Resolving macrophage polarization through distinct Ca²⁺ entry channel that maintains intracellular signaling and mitochondrial bioenergetics

Transformation of naive macrophages into classically (M1) or alternatively (M2) activated macrophages regulates the inflammatory response. Here, we identified that distinct Ca²⁺ entry channels determine the IFNγ-induced M1 or IL-4-induced M2 transition.
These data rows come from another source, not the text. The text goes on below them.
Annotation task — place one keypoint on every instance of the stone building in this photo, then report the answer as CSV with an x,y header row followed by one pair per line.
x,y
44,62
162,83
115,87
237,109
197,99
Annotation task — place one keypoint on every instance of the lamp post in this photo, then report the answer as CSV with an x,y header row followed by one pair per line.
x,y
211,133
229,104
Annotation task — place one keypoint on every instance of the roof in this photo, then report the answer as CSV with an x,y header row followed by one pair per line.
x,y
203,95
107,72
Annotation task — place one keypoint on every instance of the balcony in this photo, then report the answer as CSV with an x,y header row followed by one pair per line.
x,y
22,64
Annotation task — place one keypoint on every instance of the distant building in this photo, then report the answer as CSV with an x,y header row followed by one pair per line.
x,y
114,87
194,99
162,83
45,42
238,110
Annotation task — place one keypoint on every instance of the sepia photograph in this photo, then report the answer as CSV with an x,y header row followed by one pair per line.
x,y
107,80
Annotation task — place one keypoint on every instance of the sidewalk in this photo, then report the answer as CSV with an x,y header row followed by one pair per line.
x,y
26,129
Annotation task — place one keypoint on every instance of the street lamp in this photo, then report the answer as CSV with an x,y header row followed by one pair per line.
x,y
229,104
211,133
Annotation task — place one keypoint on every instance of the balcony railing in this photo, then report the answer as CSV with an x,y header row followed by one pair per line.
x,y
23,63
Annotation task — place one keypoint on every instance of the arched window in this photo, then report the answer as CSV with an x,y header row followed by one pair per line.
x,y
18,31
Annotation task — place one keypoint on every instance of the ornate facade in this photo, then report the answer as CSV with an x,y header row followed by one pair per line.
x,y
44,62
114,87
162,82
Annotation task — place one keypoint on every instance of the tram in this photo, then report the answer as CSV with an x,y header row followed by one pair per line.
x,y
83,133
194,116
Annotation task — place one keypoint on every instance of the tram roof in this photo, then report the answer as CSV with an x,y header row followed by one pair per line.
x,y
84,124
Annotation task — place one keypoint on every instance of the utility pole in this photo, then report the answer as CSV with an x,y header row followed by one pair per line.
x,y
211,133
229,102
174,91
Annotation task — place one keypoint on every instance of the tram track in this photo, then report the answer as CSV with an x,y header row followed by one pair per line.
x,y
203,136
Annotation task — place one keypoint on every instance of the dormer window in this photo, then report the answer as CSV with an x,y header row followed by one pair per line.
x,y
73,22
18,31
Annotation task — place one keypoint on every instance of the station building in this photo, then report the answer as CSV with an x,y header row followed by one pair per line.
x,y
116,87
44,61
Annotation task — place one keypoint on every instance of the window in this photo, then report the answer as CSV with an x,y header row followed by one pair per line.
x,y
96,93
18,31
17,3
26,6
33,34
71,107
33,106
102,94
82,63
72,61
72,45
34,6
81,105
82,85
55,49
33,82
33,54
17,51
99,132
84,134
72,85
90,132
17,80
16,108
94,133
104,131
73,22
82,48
Naive or M2 macrophages exhibit a robust Ca²⁺ entry that was dependent on Orai1 channels, whereas the M1 phenotype showed a non-selective TRPC1 current. Blockade of Ca²⁺ entry suppresses pNF-κB/pJNK/STAT1 or STAT6 signaling events and consequently lowers cytokine production that is essential for M1 or M2 functions. Of importance, LPS stimulation shifted M2 cells from Orai1 toward TRPC1-mediated Ca²⁺ entry and TRPC1^−/− mice exhibited transcriptional changes that suppress pro-inflammatory cytokines. In contrast, Orai1^−/− macrophages showed a decrease in anti-inflammatory cytokines and exhibited a suppression of mitochondrial oxygen consumption rate and inhibited mitochondrial shape transition specifically in the M2 cells. Finally, alterations in TRPC1 or Orai1 expression determine macrophage polarization suggesting a distinct role of Ca²⁺ channels in modulating macrophage transformation.